Она снова просунула сквозь решетку затвора свою скрюченную ласковую лапку.

— Он тебя очень любил, сынок. Очень ты был ему дорог, отцу Гильему.

Антуан давно уже смотрел в стену, сосредоточенно созерцая красивую паутину в углу. Есть вещи, которых младший не должен видеть… ни за что не должен. И плакать о своем этим святым людям он не мог мешать. Научиться бы не дышать — а то, кажется, рассопелся на всю приемную… И не слышал он, не слышал…

— Я тебе вот что скажу, — серьезно и ласково сказала Матушка, поглаживая Гальярда по руке. — Тебе — и брату Антуану тоже, прости уж, что инквизитора веры наставлять решила… Помнишь Магдалину в саду?

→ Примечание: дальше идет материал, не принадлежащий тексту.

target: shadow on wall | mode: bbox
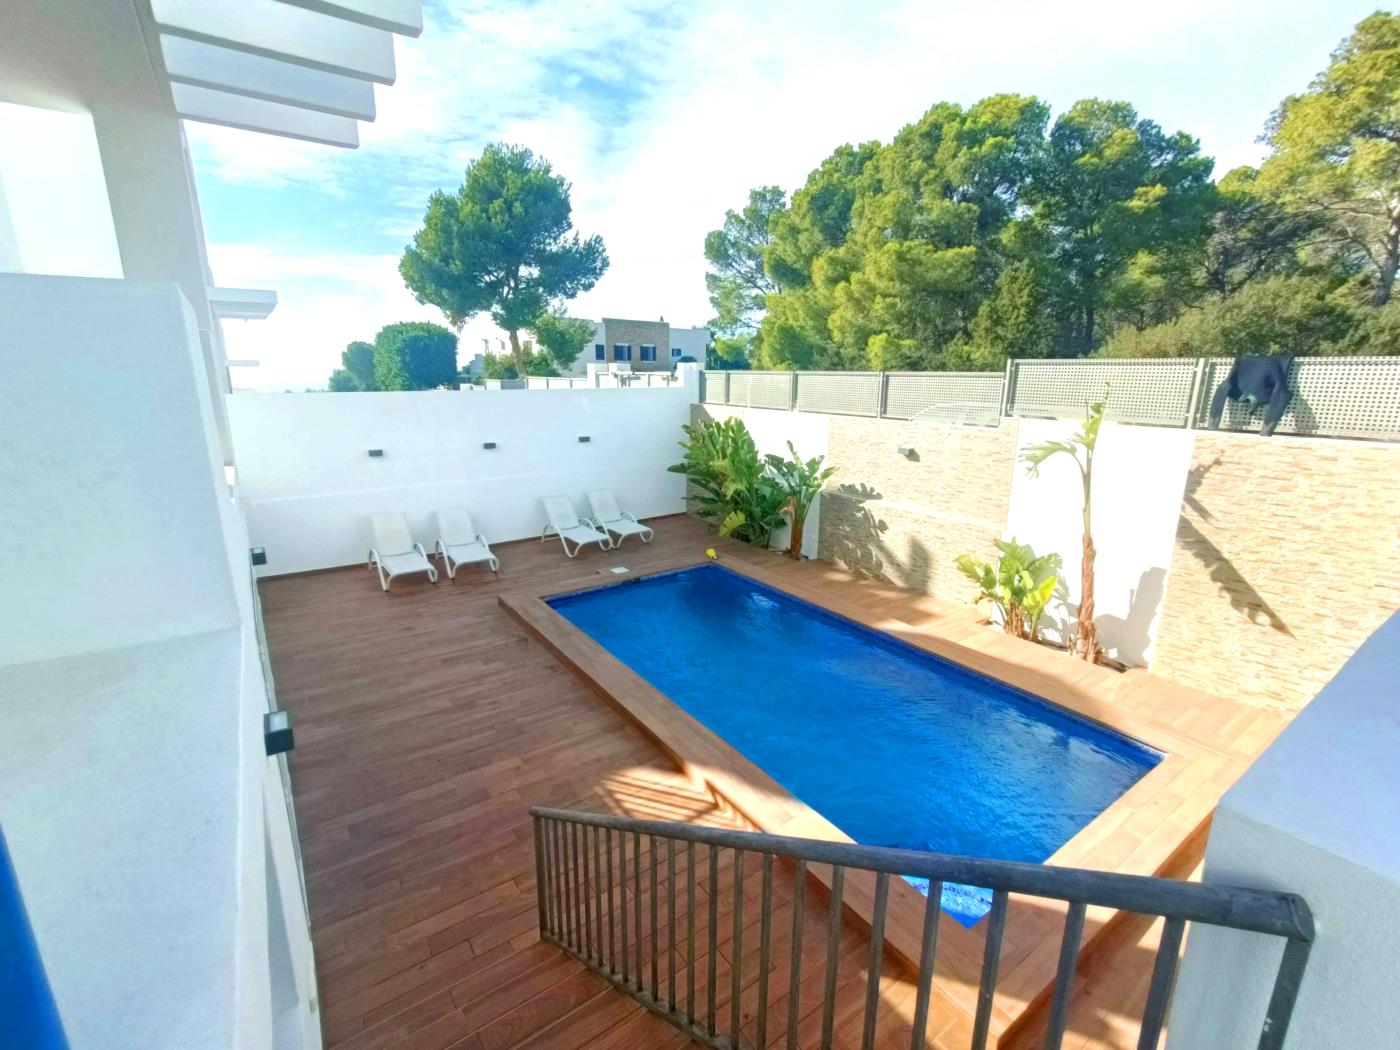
[1097,567,1168,666]
[1176,453,1292,635]
[819,483,932,590]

Noli Me tangere, сказал ей Спаситель, когда она к Нему навстречу рванулась. Долго я думала — и сейчас не совсем понимаю, глупая я женщина — почему Он ей так сказал, ведь больно же ей было, как она ждала Его, как — первой — поверила… А теперь вот кажется иногда: не затем Он пришел, чтобы мы Его схватили и при себе удержали. Он затем пришел, чтобы нас за собой позвать. Той же Магдалине Он Себя целиком отдал после четверти века покаяния, после каменного грота. Путь с крестом следом за Ним по всему Провансу — а до того noli Me tangere, Maria. Иногда любовь означает, что нужно опустить руки, сынок. Любовь в объятья не ухватишь. То, что схватишь и сожмешь, не рассмотришь как следует. Не хватайся так, сынок. Учись отпускать.

Антуан шмыгнул носом. Давно мечтал это сделать — но стеснялся, и вот наконец не выдержал и выбрал худший момент: и отец, и Матушка вздрогнули, оглянулись на него. Старая монахиня убрала руку и сказала даже несколько сварливо, как настоящая ворчливая бабушка:

— Так одно еще скажите, отец: надолго ли вы у нас остановитесь? Подарите ли нам завтра проповедь — а то и собрать бы сестер ради братского общения, если инквизитор веры найдет для нас немного времени? Брат Гальярд, сами знаете, что отец Арнаут — проповедник прекрасный, но ведь и сам Святой Отец велел вам, братьям, нас не забывать!